C’était bien là le jugement prudentiel que portait Monseigneur Lefebvre sur une question qu’il jugeait secondaire.

À la fréquente férocité des sédévacantistes munis de leurs ciseaux pour réduire le mystère d’iniquité en syllogismes, Monseigneur Viganò lance cet appel de bon sens :

« Quelle différence y a-t-il, je me demande, entre désobéir à un pape hérétique ou à un hérétique qui se présente comme Pape ? Tant que la désobéissance concerne ce que celui-ci ordonne d’illicite et d’inadmissible, c’est le résultat qui compte : c’est-à-dire ne pas ratifier l’erreur, ne pas consentir au mensonge, ne pas se complaire dans l’injustice. »

In fine, Monseigneur Viganò salue la position de la Fraternité Sacerdotale Saint-Pie X comme étant celle de la ligne de crête à ne pas quitter.
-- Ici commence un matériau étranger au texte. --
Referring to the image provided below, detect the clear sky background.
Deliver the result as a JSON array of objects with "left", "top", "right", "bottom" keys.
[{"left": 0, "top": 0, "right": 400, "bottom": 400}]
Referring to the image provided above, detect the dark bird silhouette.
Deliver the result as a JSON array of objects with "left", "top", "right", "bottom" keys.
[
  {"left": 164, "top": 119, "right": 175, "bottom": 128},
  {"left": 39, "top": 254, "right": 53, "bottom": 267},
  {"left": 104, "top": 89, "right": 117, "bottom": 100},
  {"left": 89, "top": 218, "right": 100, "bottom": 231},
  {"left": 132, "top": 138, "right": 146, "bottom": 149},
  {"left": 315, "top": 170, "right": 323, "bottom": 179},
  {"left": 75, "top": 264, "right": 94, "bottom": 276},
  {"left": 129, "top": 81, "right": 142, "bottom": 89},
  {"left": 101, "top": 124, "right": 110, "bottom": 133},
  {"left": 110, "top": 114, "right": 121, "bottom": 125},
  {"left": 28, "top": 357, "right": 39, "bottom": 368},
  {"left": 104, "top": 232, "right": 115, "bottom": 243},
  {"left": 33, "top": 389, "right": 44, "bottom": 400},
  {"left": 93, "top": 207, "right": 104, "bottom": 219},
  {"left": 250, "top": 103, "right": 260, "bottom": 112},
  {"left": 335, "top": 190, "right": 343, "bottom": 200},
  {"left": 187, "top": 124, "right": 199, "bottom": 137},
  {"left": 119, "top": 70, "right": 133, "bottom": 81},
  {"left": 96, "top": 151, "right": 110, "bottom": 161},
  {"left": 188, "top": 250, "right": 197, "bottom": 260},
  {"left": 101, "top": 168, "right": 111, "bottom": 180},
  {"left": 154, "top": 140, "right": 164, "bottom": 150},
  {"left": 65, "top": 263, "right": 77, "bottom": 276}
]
Et il souligne que c’est précisément l’absence d’un cadre canonique, un vide juridique, « qui a garanti à la Fraternité une certaine autonomie de gouvernement, qui s’est avérée nécessaire, compte tenu de l’état présent de l’Église, pour poursuivre l’œuvre entreprise par Monseigneur Lefebvre ».

On le voit donc, Monseigneur Viganò, au bout de son exploration du mouvement traditionaliste, arrive aux mêmes conclusions que Monseigneur Lefebvre :

les ralliés présentent une coquille sans contenu ;

les sédévacantistes réduisent leur religion à pratiquer l’escrime sur une unique question dont la résolution ne leur appartient pas ;

la Fraternité Sacerdotale Saint-Pie X continue le bon combat grâce à son refus d’un cadre canonique, tant que Rome n’a pas retrouvé sa Tradition.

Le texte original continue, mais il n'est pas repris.